Capite adesso che intendo dire? Come può la fantascienza resistere a un simile scenario? Come possiamo, dopo simili rivelazioni, continuarci a baloccarci con baggianate puerili come Guerre Stellari o come Star Trek? Come possiamo, dopo aver appreso che l'Universo è insensato, aver ancora voglia di scrivere? Spero infatti che lo abbiate capito, ormai, che l'Universo non ha alcun fine, la sua esistenza è un dato di fatto che non si piega alle confabulazioni umane. Non ha come fine la produzione di vita e di intelligenza, come voleva Teilhard de Chardin, quel pazzo drogato terminale. Ogni teleologismo è morto. Abbiamo costruito mondi plasmandoli a partire dal sembiante dei pianeti del nostro sistema, formandone in grandissima copia per mezzo della nostra fantasia, quindi li abbiamo proiettati assieme a un numero incredibile di specie senzienti, spesso umanoidi o umane, coi loro costumi, le loro religioni, le loro lingue. Cosa può restare di tutto questo, adesso che abbiamo capito che ci ingannavamo? Cosa possiamo fare adesso, che abbiamo capito che plasmavamo il noto per dar vita all'Ignoto? Certo, possiamo scrivere e leggere fantascienza per riflesso nervoso, come un pollo decapitato che continua a danzare e a eiettare sangue dal collo reciso! Tuttavia sappiamo che così come Dio è morto e non può più essere fonte di valori per nessuno, allo stesso modo la fantascienza è caduta nel Nulla e il suo essere è uscito dall'inventario ontologico!
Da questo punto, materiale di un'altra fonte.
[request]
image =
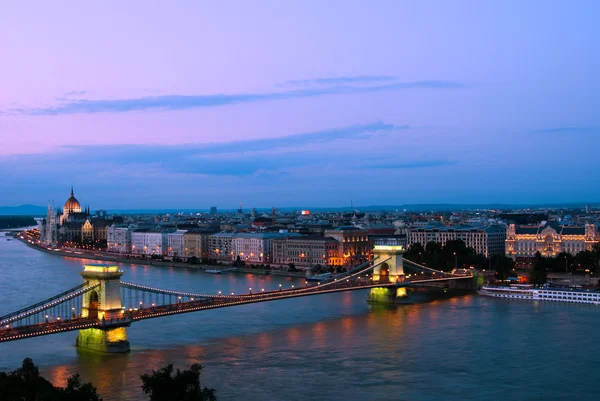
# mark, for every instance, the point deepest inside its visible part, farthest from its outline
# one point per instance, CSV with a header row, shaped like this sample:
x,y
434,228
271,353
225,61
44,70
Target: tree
x,y
26,384
163,385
"Che mai facemmo, a sciogliere questa terra dalla catena del suo sole? Dov’è che si muove ora? Dov’è che ci moviamo noi? Via da tutti i soli? Non è il nostro un eterno precipitare? E all’indietro, di fianco, in avanti, da tutti i lati? Esiste ancora un alto e un basso? Non stiamo forse vagando come attraverso un infinito nulla? Non alita su di noi lo spazio vuoto? Non si è fatto piú freddo? Non seguita a venire notte, sempre piú notte? Non dobbiamo accendere lanterne la mattina? Dello strepito che fanno i becchini mentre seppelliscono la fantascienza, non udiamo dunque nulla? Non fiutiamo ancora il lezzo della fantascientifica putrefazione? Anche gli autori di fantascienza si decompongono!"
Ecco l'epitaffio, che chiude un'epoca:
"Che altro sono ancora questi libri, questi film, se non le fosse e i sepolcri della fantascienza?"